Hearts’ latest signing David Vanecek - who agreed to a pre-contract move in January - is strikingly similar to last season’s top goalscorer, as Craig Fowler writes
Kyle Lafferty has repeatedly stated he is happy at Hearts. He’s credited the club with helping him recover from his gambling addiction, praising the support of his team-mates and assistant manager Austin MacPhee, who Lafferty has a prior relationship with due to their work with the Northern Ireland national team. Edinburgh can’t be a bad place for the player and his wife Vanessa to live, and he’s back playing regularly, getting adulation from the fans and scoring plenty of goals following a frustrating spell in Norwich. Life must be pretty good.
And yet, speculation regarding his future refuses to completely go away. This is despite the fact that no bids, which we know of, have been made for the player since he arrived in Gorgie.
Adding to the concern among the support, who don’t want to see last season’s top goalscorer exit the club any time soon, is the way Hearts have conducted their transfer business this summer. If you count Steven Naismith - though there are indications he could play as a midfielder - Hearts will have four first-team forwards on their books at the start of the season. That will become five if an offer for David Vanecek, signed on a pre-contract earlier this week, is accepted in the coming days. That’s a lot for a team who mostly played last season with only one (and a manager who once, infamously, didn’t play with any at all).
Lafferty only has one year left on his contract. Even 35-year-old Steven MacLean has a two-year deal. If Hearts are given a serious offer, and the No.9 wants to leave, then this happy marriage could end prematurely.
Enter Vanecek. The similarities between the Czech striker and his prospective new team-mate are evident as soon as you lay eyes on him. Even the first goal in this YouTube compilation is quite similar to Lafferty’s belter against Celtic.
The new boy is a lanky presence in attack. Just as Lafferty, he stands at 6ft 4in, and while he’s a little bulkier than the current Hearts frontman, he’s also an angular shape about him. And while neither processes much pace, they both have good mobility for men of their stature.
Despite their height, neither are classic target men. They are strikers who wish to score goals rather than playing the self-less facilitator. Over the course of last season in the Czech and Scottish top flights they produced exactly zero assists between them. It’s very much a case of looking to shoot when the chance is there, though Lafferty did so more regularly than Vanecek with 2.84 shots per game compared with 1.89.
They’re both combative, committing almost the exact same number of fouls per 90 mins, and rank high for aerial battles in their respective leagues. They even get caught offside with roughly the same frequency.
Where the 27-year-old Czech exceeds Lafferty is in the air. They’re fairly similar in terms of winning headers in the open field, but it’s in the penalty box where Vanecek shows his prowess. He had 22 headed attempts last season, good enough for fourth among all attackers in the top flight. Lafferty, meanwhile, only has six all campaign. This could be attributed to the lack of decent crossers at Hearts, with Levein’s men attempting the fewest in the Premiership. But even adjusting for that variable, the ex-Viktoria Plzen man still comes out comfortably on top.

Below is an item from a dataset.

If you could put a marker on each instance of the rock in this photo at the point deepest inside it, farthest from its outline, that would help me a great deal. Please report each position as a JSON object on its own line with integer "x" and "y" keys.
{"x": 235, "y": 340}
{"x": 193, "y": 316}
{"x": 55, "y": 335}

He’s also a more physical player. A pair of Vanecek and Uche Ikpeazu should put the fear of god into opposing centre-backs if they eventually link up. Lafferty has that in him, but it usually takes the bigger matches (mainly Hibs and Celtic) for him to truly embrace that side of the game.
It will sting when it comes time for the ex-Rangers and Palermo star to leave EH11. He’s become a popular figure among a supporters’ base that felt disillusioned with the majority of its first-team prior to his arrival. Having lost fellow favourite David Milinkovic this summer, it will be tough for some to take two losses in one window if Lafferty were to go too.
However, they should be placated by the knowledge that a ready-made replacement will soon be on the way.